- Original language: English
- Written by: Helen Edmundson (play) Andrea Levy (novel)
- Based on: Small Island by Andrea Levy

Premiere
- Date: 17 April 2019
- Place: Olivier Theatre, National Theatre, London

= Small Island (play) =

2019 play by Helen Edmundson

Small Island is a 2019 play by Helen Edmundson based on the 2004 novel of the same name by Andrea Levy. It tells the deeply connected stories of three people against the backdrop of the complex history of the United Kingdom and Jamaica. It premiered at the National Theatre in 2019 to critical acclaim.

==Synopsis==
Hortense yearns for a new life away from rural Jamaica, Gilbert dreams of becoming a lawyer, and Queenie longs to escape her Lincolnshire roots. In these three intimately connected stories, hope and humanity meet stubborn reality, tracing the tangled history of Jamaica and Britain.

==Productions==
Small Island premiered in the Olivier Theatre at the National Theatre, London in 2019. Previews began on 17 April, with an official opening on 1 May, and the production ran until 10 August. The production was directed by Rufus Norris. As well as selling out its run at the National Theatre, it was broadcast to cinemas as part of National Theatre Live on 30 May 2019. Andrea Levy, who wrote the novel on which the play is based, died in February 2019, just a few months before the play premiered. The playwright, Helen Edmundson, called working with Levy 'a joy and a privilege', saying:

Like her books, she was uncompromising and funny, wise and honest. There was nothing I couldn’t ask her, and always something we could laugh about. Although we sometimes fantasised about miracles, we knew it was very unlikely that she would ever see the play. Her support for the script I arrived at meant everything. I once told her that adapting Small Island was as complex and important as adapting War and Peace. She loved that. She was, and is, one of the greats.

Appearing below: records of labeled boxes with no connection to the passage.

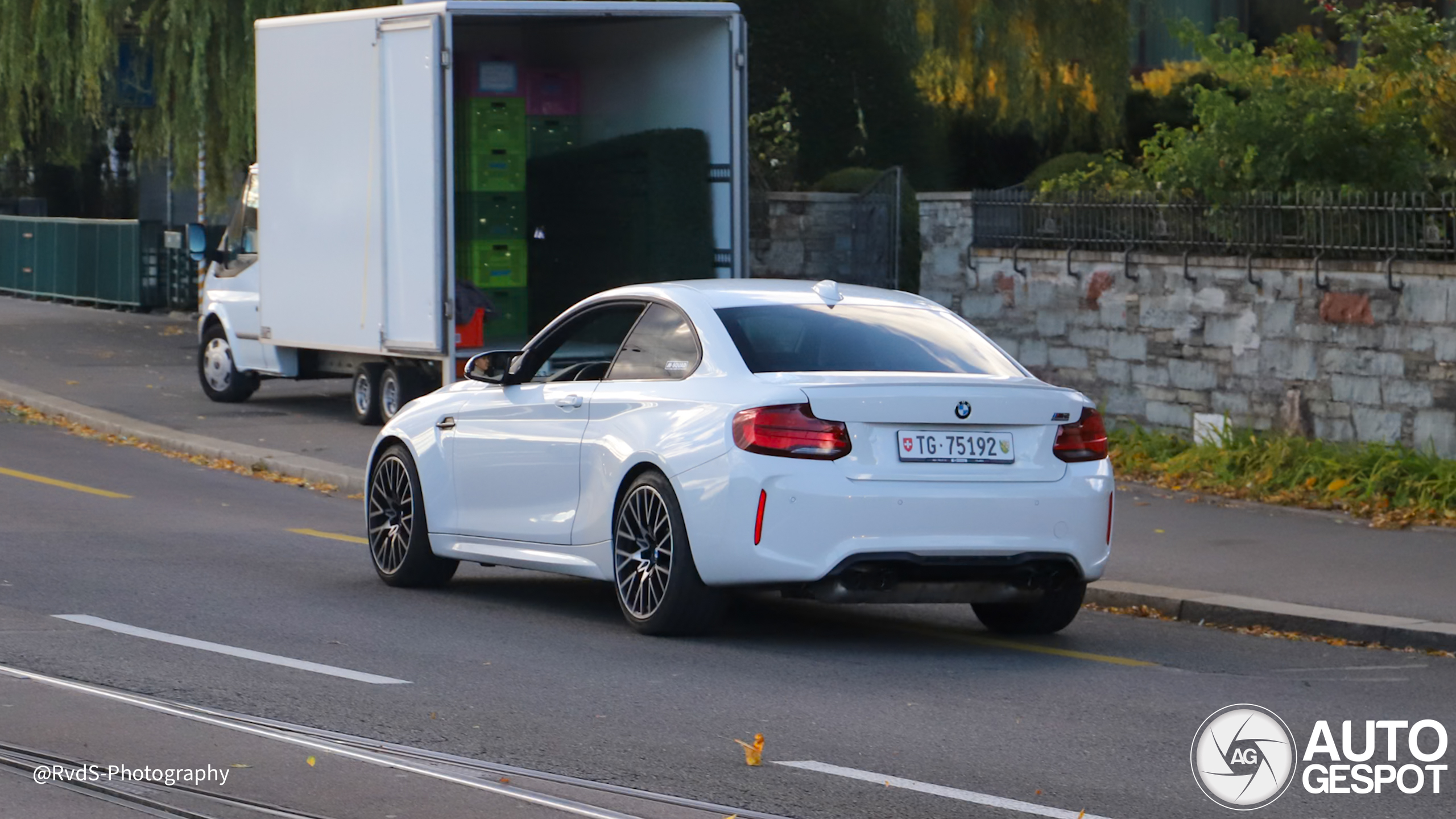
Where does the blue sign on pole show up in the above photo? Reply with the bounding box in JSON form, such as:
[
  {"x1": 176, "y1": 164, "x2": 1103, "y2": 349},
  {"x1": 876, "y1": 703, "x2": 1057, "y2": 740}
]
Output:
[{"x1": 117, "y1": 38, "x2": 157, "y2": 108}]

Following the success of the 2019 run, the production was scheduled to return to the Olivier Theatre from in October 2020, however has since been cancelled due to the COVID-19 pandemic. The NT Live recording was streamed on YouTube as part of the National Theatre at Home programme from 18 to 25 June 2020.

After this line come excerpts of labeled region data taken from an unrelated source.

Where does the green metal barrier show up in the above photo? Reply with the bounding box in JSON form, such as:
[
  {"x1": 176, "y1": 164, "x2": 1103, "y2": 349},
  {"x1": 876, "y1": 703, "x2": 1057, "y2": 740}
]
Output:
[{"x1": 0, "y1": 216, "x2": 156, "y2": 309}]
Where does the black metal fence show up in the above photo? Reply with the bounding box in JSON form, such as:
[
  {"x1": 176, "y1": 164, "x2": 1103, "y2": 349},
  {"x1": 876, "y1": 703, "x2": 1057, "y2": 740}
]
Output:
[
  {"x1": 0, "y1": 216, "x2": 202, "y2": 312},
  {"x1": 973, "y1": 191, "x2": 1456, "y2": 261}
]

A new production directed by Matthew Xia will open in spring 2026 part of a co-production with Leeds Playhouse, Birmingham Repertory Theatre and Nottingham Playhouse in association with Actors Touring Company.

==Critical reception==
Small Island received critical acclaim. Michael Billington of The Guardian praised Edmundson's 'remarkable adaptation' and the play's 'willingness to confront racism', giving it five stars and calling it one of the top two theatre shows of 2019 and 'one of the most important' plays of the year. Kate Kellaway of The Observer gave the play five stars, praising Edmundson's 'virtuoso' adaptation. Claire Allfree of the Metro also gave the play five stars, praising it as 'accessible and excellent'. Ann Treneman of The Times gave the production four stars, praising the 'immediacy' of the adaptation. Matt Wolf of The New York Times and The Arts Desk described the production as the 'complete theatrical experience', and praised the play as 'Sweeping when needed but also touchingly intimate'. Andrzej Lukowski of Time Out gave the production four stars, praising Edmundson's 'supreme work'. Sarah Crompton of What's On Stage gave the 'all-encompassing and absorbing production' four stars. Marianka Swain of BroadwayWorld gave the production four stars, praising Edmundson's 'fleet-footed' adaptation. Mark Shenton of The London Theatre Guide gave the production four stars, writing that it was 'big, bold, poignant and powerful storytelling theatre. It has a grand epic sweep but also a surprising intimacy on the vast Olivier stage that made a vocal, refreshingly diverse audience really respond to it'.